1. la démographie galopante dans le monde produit un effet permanent d’allongement des files de chômeurs que l’embauche ne compense pas. On saurait même prédire selon les graphiques des naissances, combien de sans travail en plus seront sur le marché demain ;
2. l’exploration complète de la planète avec la disparition des « terra incognita » donnant à l’inventaire des ressources un tableau presque définitif avec un décompte affolant du nombre de jours par an au cours desquels ce que nous consommons des réserves naturelles de la planète ne sera pas renouvelé ;
3. Le progrès des techniques débouchant sur une pollution effrayante dont le résultat est le réchauffement de la planète qui pourrait avoir des effets dévastateurs d’ici la fin du siècle.
Il y aurait peut-être un quatrième point à caractère philosophique et qui tiendrait compte de la nécessité pour se maintenir à flot d’une croissance continue, ce qui est impossible à terme, puisque cette croissance accélère le processus de dégénérescence de la planète.
Force est de constater qu’en intégrant ces trois points au raisonnement de Marx, non seulement la société capitaliste bourgeoise est condamnée, mais aussi la société communiste telle que la concevait Marx, puisque selon son manifeste, « la société communiste, le travail accumulé n'est qu'un moyen d'élargir, d'enrichir et d'embellir l'existence des travailleurs » ce qui laisse supposer que la société resterait productiviste, donc finirait par se casser les dents de la même manière que sa concurrente.
Natixis et son brave soldat Chvéïk, Rondeau, de Courbevoie, ne triomphent pas pour autant dans le fatras de leurs graphiques dont je m’étais promis de dénoncer toute l’illusion au début de cette chronique (1). Faute de place, laissons-leur croire que Marx avait tout faux. Le jour où il aura raison Natixis ne sera plus sur la place pour confesser qu’il avait tort.

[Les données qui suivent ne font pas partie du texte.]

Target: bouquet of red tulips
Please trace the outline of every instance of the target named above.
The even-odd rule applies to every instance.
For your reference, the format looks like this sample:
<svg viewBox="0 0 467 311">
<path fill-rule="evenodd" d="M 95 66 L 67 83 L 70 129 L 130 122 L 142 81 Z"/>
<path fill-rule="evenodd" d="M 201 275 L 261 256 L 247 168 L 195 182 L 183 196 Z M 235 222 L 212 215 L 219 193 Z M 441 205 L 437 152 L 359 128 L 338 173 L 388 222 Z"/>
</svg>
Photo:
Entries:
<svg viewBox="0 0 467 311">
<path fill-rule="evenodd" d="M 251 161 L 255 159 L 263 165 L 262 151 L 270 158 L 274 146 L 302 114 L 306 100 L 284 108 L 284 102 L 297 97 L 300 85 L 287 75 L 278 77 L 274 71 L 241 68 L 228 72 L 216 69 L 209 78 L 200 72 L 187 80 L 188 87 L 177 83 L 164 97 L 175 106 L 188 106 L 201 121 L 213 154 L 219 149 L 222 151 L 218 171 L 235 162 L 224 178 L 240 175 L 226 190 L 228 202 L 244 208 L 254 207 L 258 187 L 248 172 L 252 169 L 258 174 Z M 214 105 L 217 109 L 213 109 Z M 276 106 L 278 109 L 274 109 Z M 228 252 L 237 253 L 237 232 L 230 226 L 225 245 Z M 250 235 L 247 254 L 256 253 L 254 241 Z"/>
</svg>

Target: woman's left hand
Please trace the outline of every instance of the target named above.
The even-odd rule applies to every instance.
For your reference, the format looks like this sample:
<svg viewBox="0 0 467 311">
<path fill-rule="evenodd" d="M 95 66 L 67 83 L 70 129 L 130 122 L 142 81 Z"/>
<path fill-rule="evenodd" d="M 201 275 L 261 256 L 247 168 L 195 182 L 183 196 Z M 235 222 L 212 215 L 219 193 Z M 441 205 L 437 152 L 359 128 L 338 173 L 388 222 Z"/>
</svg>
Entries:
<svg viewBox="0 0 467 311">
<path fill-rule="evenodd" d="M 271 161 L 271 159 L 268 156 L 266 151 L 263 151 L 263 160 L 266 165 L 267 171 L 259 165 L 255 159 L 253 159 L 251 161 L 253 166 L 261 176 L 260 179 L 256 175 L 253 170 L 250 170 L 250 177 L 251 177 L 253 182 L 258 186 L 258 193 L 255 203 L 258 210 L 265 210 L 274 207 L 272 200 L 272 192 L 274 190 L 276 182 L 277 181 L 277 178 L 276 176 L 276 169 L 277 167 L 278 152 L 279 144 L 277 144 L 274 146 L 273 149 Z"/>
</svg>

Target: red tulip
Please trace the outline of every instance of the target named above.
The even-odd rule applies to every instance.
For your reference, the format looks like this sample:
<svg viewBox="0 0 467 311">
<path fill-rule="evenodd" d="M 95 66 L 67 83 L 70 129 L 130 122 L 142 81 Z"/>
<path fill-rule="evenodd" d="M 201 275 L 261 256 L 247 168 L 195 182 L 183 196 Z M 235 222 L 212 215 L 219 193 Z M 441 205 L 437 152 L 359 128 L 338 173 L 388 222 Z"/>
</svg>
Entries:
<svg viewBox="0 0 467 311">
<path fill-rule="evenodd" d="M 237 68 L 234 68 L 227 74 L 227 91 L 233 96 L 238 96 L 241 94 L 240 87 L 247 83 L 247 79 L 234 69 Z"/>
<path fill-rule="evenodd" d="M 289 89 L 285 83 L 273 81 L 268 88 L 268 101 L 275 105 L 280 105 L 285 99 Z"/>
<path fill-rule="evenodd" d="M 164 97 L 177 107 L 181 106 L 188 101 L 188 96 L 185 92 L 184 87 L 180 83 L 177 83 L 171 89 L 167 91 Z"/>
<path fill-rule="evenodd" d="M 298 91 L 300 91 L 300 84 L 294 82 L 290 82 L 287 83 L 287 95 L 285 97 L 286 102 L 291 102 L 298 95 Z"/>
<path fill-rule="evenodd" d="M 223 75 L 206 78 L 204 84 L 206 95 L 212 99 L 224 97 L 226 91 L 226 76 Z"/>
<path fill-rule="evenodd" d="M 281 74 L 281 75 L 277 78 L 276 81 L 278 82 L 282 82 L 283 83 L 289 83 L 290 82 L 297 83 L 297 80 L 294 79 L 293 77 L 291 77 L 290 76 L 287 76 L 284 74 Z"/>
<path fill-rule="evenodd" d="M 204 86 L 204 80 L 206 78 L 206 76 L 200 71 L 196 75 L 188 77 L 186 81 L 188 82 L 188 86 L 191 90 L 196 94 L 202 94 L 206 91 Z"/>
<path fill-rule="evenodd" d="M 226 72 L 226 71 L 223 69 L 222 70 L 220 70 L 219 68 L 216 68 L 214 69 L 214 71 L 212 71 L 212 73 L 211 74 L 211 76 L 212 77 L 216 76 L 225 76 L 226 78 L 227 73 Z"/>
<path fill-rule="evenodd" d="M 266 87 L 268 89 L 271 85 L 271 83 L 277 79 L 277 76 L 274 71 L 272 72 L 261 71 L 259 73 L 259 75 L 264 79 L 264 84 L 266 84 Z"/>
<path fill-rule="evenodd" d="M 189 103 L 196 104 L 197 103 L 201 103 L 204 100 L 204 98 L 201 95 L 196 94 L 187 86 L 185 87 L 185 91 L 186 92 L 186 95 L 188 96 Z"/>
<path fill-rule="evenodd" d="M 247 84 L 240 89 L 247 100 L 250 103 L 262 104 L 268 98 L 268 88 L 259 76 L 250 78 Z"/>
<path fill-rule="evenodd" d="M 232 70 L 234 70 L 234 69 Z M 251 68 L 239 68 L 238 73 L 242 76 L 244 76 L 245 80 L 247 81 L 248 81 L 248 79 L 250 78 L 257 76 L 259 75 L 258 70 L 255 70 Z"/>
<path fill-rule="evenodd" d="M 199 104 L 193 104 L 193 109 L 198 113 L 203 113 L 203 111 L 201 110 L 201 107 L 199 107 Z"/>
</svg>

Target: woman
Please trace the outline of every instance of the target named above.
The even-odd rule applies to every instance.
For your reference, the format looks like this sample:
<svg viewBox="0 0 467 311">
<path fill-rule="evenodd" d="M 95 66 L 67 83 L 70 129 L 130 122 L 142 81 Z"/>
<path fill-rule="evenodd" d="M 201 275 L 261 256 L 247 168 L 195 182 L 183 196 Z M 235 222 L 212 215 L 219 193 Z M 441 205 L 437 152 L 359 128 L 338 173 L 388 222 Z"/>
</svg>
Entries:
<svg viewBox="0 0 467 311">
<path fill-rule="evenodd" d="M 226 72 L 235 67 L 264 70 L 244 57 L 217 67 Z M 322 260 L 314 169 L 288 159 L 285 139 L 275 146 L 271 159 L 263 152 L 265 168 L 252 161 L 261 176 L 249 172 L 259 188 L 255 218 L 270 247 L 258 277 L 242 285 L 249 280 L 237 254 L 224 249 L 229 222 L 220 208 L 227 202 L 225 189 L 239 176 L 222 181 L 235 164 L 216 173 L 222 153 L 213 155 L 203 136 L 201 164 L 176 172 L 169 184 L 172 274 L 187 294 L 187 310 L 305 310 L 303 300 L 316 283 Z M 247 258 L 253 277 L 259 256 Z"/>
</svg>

Car Marx ne s’est nullement trompé sur le caractère illusoire du système capitaliste selon lequel l’exemple de quelques-uns regorgeant de biens et de profits suffirait à décider les autres au travail de fourmi pour un « Access » à la caverne d’Ali Baba, étant bien entendu qu’ils n’y arriveraient jamais, préférant à ce mirage une autre répartition des biens.
Et c’est là que le génie de Marx joue à plein, puisqu’il préconise autre chose afin de pourvoir justement aux besoins du plus grand nombre, même si les calculs de 1848 ne pouvaient s’avérer justes, il y manquait les données d’aujourd’hui. Natixis pouvait les obtenir sur un simple clic. Le groupe prendra juste ce qu’il lui convient. Son but était de démolir la thèse d’un communisme du passé, afin que les gogos trouvent épatant leur capitalisme antidaté, préjugeant un futur glorieux. .
Mission accomplie.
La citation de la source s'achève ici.